Dominion is putting the brakes on a plan to erect two test wind turbines off the coast of Virginia Beach because the project, as it stands now, is too expensive, according to the company.
The move slows the timeline of the effort to bring offshore wind power to Virginia and throws into question whether it's affordable in the near future.
Environmentalists accused Dominion of dragging its feet on wind power; others said the delay reflects the complexity - and reality - of an industry in its infancy.
There are no offshore wind farms in the U.S., but about a dozen, including the Virginia Beach site, are in various stages of development.
Dominion had estimated that building the two 500-foot turbines would cost about $230 million, but the only complete bid for the work came back at between $375 million and $400 million, said David Botkins, a company spokesman.
The two-turbine pilot project had been scheduled to be running by 2017. That timeline will be pushed back to 2018, said Bob Matthias, chairman of the Virginia Offshore Wind Development Authority, a group helping to organize the pilot project.
Dominion and the authority are forming a task force to explore ways to get the cost down.
"It's disappointing, but it's reality," said Matthias, who is also an assistant to the city manager in Virginia Beach. "But we'll go through this process and have a much better idea of what the real cost of wind will be."
The Virginia Beach project was one of three selected by the U.S. Department of Energy last year to receive federal money - $47 million - to help jump-start a wind-power industry.
Matthias said the new group will work with federal officials to figure out how the delay might affect funding.
A U.S. Department of Energy spokesperson could not be reached Thursday.
Last month, Gov. Terry McAuliffe announced at a Norfolk luncheon that the U.S. Bureau of Ocean Energy Management awarded the project a 30-year lease in federal waters.
McAuliffe has been briefed by Dominion and supports a task force to "fully examine the project and investigate the best and most cost-effective way to move forward," a spokesman said in a statement.
A bureau spokeswoman said the delay will not affect the lease.

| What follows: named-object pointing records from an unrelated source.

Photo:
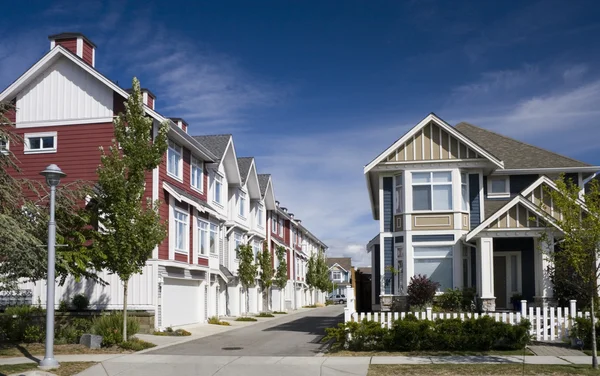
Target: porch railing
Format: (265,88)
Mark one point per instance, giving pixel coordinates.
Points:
(547,323)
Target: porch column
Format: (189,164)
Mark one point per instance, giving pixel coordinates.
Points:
(544,289)
(485,273)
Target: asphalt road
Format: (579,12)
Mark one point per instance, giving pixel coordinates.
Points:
(295,335)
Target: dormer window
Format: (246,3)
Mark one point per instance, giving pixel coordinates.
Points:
(498,186)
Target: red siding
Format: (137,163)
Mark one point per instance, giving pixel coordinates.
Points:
(70,44)
(88,54)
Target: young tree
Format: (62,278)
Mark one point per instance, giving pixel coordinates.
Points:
(247,270)
(265,262)
(579,249)
(131,225)
(280,280)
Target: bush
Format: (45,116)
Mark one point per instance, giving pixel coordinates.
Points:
(246,319)
(421,290)
(136,344)
(80,302)
(110,327)
(411,334)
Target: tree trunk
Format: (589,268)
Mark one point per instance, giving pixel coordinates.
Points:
(125,286)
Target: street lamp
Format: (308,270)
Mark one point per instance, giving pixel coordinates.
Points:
(53,174)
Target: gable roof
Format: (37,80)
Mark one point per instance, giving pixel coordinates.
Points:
(217,144)
(244,164)
(528,156)
(344,262)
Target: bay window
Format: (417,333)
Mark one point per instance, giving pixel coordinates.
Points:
(174,160)
(432,191)
(181,226)
(435,263)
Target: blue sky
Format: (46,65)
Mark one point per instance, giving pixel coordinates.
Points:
(316,89)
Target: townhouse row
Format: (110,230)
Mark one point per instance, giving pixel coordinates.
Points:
(213,200)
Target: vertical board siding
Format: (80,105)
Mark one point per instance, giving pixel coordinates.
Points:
(475,204)
(64,92)
(388,202)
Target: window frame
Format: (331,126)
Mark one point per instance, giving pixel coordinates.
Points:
(178,150)
(505,194)
(197,166)
(27,147)
(186,236)
(431,184)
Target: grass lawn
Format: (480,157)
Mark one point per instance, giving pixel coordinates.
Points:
(11,350)
(479,369)
(427,353)
(65,369)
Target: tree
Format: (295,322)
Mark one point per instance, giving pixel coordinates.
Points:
(24,212)
(130,223)
(247,270)
(578,250)
(265,262)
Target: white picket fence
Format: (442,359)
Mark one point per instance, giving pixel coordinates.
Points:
(547,323)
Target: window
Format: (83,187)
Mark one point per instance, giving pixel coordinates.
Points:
(398,196)
(174,160)
(197,175)
(218,186)
(464,191)
(180,231)
(237,241)
(213,239)
(242,204)
(40,143)
(432,190)
(498,186)
(436,264)
(202,238)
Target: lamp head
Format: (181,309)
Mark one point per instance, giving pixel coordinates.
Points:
(53,174)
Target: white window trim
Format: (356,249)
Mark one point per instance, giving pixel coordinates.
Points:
(186,232)
(178,176)
(502,194)
(198,164)
(431,184)
(27,136)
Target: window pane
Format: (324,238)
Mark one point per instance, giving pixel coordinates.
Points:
(438,270)
(442,197)
(442,177)
(422,197)
(499,186)
(421,177)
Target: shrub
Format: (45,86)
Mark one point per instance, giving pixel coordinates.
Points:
(110,327)
(136,344)
(246,319)
(265,314)
(421,290)
(80,302)
(451,300)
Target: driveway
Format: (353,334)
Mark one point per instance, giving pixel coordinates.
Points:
(296,335)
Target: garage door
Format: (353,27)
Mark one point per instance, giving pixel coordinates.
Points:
(181,302)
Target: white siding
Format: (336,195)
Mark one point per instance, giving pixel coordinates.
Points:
(141,292)
(64,92)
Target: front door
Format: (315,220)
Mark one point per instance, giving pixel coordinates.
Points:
(500,281)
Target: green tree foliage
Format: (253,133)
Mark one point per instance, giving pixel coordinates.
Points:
(24,215)
(265,262)
(579,249)
(281,271)
(130,223)
(247,269)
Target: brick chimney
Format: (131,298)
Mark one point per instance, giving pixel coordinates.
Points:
(77,43)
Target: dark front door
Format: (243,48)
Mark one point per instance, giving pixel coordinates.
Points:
(500,281)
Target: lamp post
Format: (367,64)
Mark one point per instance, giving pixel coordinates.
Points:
(53,175)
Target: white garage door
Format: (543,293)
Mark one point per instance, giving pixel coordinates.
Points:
(181,301)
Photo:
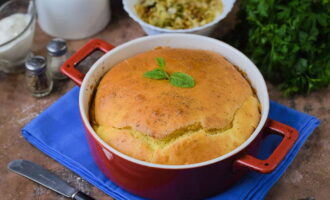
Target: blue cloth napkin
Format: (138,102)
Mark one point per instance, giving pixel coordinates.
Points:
(59,133)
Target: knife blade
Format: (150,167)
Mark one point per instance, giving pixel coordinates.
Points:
(46,178)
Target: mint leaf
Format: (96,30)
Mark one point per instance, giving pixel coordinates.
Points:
(161,62)
(183,80)
(156,74)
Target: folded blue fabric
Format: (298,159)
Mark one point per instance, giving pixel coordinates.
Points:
(59,133)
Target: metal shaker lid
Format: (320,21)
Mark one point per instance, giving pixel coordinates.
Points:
(57,47)
(36,63)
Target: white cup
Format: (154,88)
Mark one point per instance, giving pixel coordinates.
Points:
(73,19)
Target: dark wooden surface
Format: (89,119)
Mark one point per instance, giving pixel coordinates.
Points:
(307,178)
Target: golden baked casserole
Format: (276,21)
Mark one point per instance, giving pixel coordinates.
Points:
(154,121)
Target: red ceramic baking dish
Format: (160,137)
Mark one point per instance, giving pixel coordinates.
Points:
(193,181)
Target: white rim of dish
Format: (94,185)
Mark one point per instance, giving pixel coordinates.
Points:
(227,7)
(265,107)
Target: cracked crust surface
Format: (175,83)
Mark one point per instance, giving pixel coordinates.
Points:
(152,120)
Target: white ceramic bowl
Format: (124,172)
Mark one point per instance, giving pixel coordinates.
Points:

The pilot project is designed as a test run for a possible wind farm of up to 200 turbines off Virginia Beach.
In 2013, Dominion won an auction to lease 113,000 acres of federal waters off Virginia Beach to build a project. The company has until 2018 to come up with a plan for a wind farm that officials have said could power up to 700,000 homes.
Environmental groups criticized Dominion for not moving faster on wind power.
"It's unfortunate that Dominion Power is dragging its feet on this vital project in a time when Gov. Terry McAuliffe and his administration are seeking to build a 'New Virginia Economy' that focuses on clean energy and job creation," said Michael Town, executive director for the Virginia League of Conservation Voters.
Dominion's Botkins said the company is still committed to the project but will not seek approval for it from the State Corporation Commission in July as planned.
The two turbines would produce 11 to 12 megawatts, enough to power about 3,000 homes.
Botkins said, "We'd be hard pressed to justify that level of cost for so little output."